Sounds like you have it but maybe the missing link you are overlooking.
First off assembly language is defined by the assembler, the program, not the target. So there could potentially be as many different MIPS assembly languages as there are folks willing to write assemblers. There aren't, fortunately, but there are some variations. Most of the places they vary are not the mnemonics/instructions. In the case of MIPS including the pseudo instruction la. But as shown in comments things like %hi and %lo and .asciiz are the kind of thing that don't necessarily span across all assemblers for MIPS, nor need to so long as la is. $a0, $v0 register names are not required either.
A pseudo instruction in this case means that the assembler replaces it with real instructions. The assemblers job is to make real instructions, machine instructions/code, or do the best it can. A toolchain will include ideally a compiler, assembler and linker, so The C compiler turns the C code into assembly the assembler turns that into an object, and take one or more objects and link those into a binary that has ideally resolved all externals (labels).
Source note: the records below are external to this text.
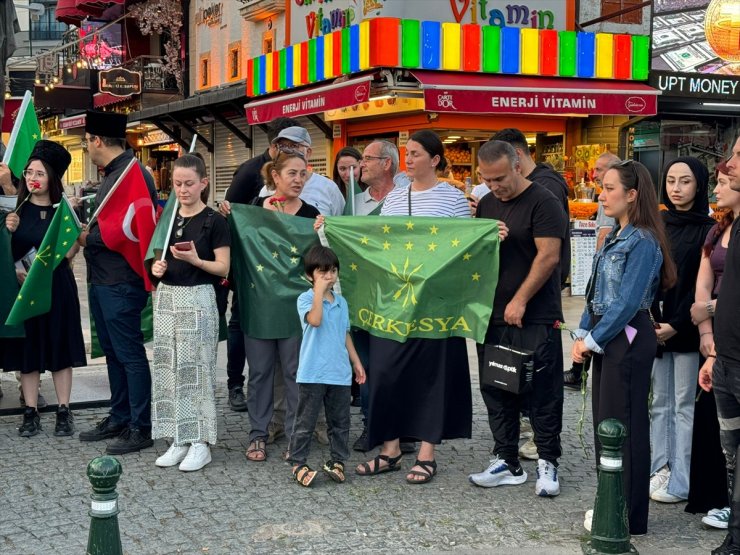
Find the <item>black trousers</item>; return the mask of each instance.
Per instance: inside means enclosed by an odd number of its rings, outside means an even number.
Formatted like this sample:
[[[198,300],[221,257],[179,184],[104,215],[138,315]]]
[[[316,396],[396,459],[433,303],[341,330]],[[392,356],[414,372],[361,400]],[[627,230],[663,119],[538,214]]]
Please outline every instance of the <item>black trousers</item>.
[[[512,326],[488,328],[487,343],[503,343],[534,351],[535,372],[528,394],[516,395],[481,385],[481,395],[488,409],[488,424],[493,433],[493,453],[512,465],[518,465],[519,461],[519,413],[523,409],[529,410],[539,457],[557,464],[562,454],[563,343],[560,334],[560,330],[547,324],[532,324],[521,329]],[[477,348],[480,372],[485,360],[485,345],[478,344]]]
[[[606,418],[616,418],[627,428],[622,468],[630,534],[644,534],[650,495],[648,394],[658,343],[647,312],[638,312],[629,325],[637,330],[632,343],[621,331],[606,344],[603,355],[593,355],[594,445],[598,464],[599,424]]]

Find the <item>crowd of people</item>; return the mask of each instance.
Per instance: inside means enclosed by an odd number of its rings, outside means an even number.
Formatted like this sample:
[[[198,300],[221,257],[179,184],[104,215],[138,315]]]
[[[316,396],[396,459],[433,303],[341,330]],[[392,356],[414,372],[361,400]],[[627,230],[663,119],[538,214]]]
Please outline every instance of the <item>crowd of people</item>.
[[[125,127],[125,116],[87,114],[83,146],[104,168],[98,203],[132,161]],[[537,460],[535,494],[558,495],[558,461],[567,457],[560,442],[564,382],[580,385],[587,377],[585,370],[564,372],[561,330],[553,326],[563,320],[561,290],[570,265],[568,189],[562,177],[532,160],[526,138],[516,129],[502,130],[481,145],[481,183],[472,194],[440,177],[448,162],[443,143],[431,131],[409,138],[405,172],[399,172],[396,145],[375,140],[363,152],[339,151],[333,180],[312,171],[311,136],[297,121],[273,121],[268,138],[269,148],[235,172],[218,211],[207,206],[203,160],[186,154],[175,162],[177,214],[163,256],[149,267],[157,286],[151,365],[140,326],[149,297],[142,277],[106,245],[95,223],[69,250],[72,259],[84,248],[90,307],[111,390],[108,416],[81,431],[79,439],[111,440],[106,451],[125,454],[167,438],[169,448],[156,458],[157,466],[195,471],[211,461],[210,448],[218,438],[217,297],[227,281],[236,291],[243,286],[238,275],[230,275],[232,239],[224,216],[232,205],[309,218],[316,228],[323,216],[343,213],[491,218],[499,221],[506,271],[499,276],[485,342],[477,345],[479,372],[484,372],[486,345],[501,344],[533,353],[535,371],[526,393],[481,384],[493,456],[469,480],[481,487],[523,484],[527,473],[520,457],[532,458]],[[63,147],[37,143],[18,182],[17,209],[5,217],[15,260],[39,248],[69,163]],[[153,179],[139,165],[154,206]],[[659,194],[639,162],[620,161],[611,153],[597,161],[598,226],[604,231],[583,316],[572,332],[571,358],[574,368],[591,365],[594,430],[606,418],[627,427],[624,490],[630,533],[647,532],[650,499],[688,500],[687,510],[707,513],[706,524],[728,528],[715,552],[736,553],[740,326],[734,315],[740,300],[732,284],[740,273],[740,139],[717,168],[714,195],[724,211],[718,221],[710,217],[710,176],[698,159],[671,160],[662,175]],[[237,295],[232,295],[228,402],[249,415],[247,460],[266,461],[268,444],[282,433],[288,443],[282,458],[290,462],[296,482],[308,487],[318,474],[308,464],[316,438],[330,445],[331,459],[321,470],[345,481],[354,377],[363,417],[354,448],[379,447],[356,474],[398,470],[403,455],[414,453],[406,481],[430,482],[440,470],[436,446],[472,433],[465,340],[399,343],[352,328],[347,301],[333,290],[340,265],[336,255],[321,246],[301,254],[310,283],[295,301],[302,333],[243,333]],[[19,266],[19,283],[25,273]],[[69,410],[72,368],[87,361],[67,260],[54,271],[52,294],[51,311],[26,320],[25,338],[0,339],[3,370],[20,372],[26,409],[19,434],[24,437],[41,430],[38,385],[44,371],[52,372],[57,392],[55,435],[75,433]],[[698,398],[697,386],[703,391]],[[520,448],[526,421],[533,437]],[[598,441],[595,445],[598,455]],[[587,526],[588,520],[587,515]]]

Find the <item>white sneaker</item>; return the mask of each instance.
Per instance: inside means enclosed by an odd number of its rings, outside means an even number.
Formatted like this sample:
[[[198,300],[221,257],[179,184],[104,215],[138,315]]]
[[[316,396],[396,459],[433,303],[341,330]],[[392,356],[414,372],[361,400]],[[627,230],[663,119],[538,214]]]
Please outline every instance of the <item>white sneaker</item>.
[[[650,497],[653,496],[653,493],[665,486],[668,483],[668,478],[670,477],[671,471],[668,469],[667,465],[653,474],[650,478]]]
[[[730,508],[712,509],[701,521],[712,528],[727,530],[727,523],[730,522]]]
[[[680,503],[686,501],[683,497],[668,493],[668,483],[666,482],[662,488],[655,490],[650,494],[650,499],[657,501],[658,503]]]
[[[519,448],[519,456],[523,459],[529,459],[530,461],[536,461],[540,458],[537,453],[537,446],[534,444],[534,439],[528,439],[527,442]]]
[[[524,469],[512,468],[506,464],[506,461],[494,457],[491,459],[491,464],[488,465],[483,472],[477,474],[471,474],[468,476],[468,480],[476,486],[482,488],[493,488],[496,486],[518,486],[527,481],[527,473]]]
[[[589,509],[588,511],[586,511],[586,515],[583,518],[583,527],[590,532],[591,526],[593,525],[593,523],[594,523],[594,510]]]
[[[560,495],[558,469],[550,461],[544,459],[537,461],[537,483],[534,486],[534,492],[540,497]]]
[[[211,450],[205,443],[193,443],[188,450],[188,456],[180,463],[180,470],[193,472],[200,470],[211,462]]]
[[[180,464],[187,454],[187,445],[178,447],[173,443],[164,455],[154,461],[154,464],[161,467],[175,466],[176,464]]]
Different instruction sets have different features/rules. Some specifically talk about addressing modes, some do not. But addresses drive some percentage of the work, when you write C code, the name of the function, initially the name of variables, become labels, labels are addresses. Now an optimizer may remove the instance of a memory location for each of these things and their label and as a result address goes away, but if they do not they are an address. So when you have a call to a function the address needs to be figured out by the toolchain at build time (there are relocation exceptions, but in those cases the toolchain still figured it out relative to a base address that the relocation code has to patch for the toolchains output to work).
Sometimes the addresses are pc relative, program counter an internal register (or these days a set of registers) that keep track of the program, as a programmer reading some listing:
00000000 <.text>:
0: e3a01001 mov r1, #1
4: e3a02004 mov r2, #4
8: e0813002 add r3, r1, r2
(this is intentionally not MIPS)
So as a programmer we think at address 0 is an instruction mov r1,#4 and we then think the program counter is related to that address 0. Some instruction sets the program counter is a register we can access directly as a named register, others you cannot access it directly but perhaps indirectly with a special instruction, and some you cannot get at it with an instruction, but you can still have pc relative addressing in some form or fashion.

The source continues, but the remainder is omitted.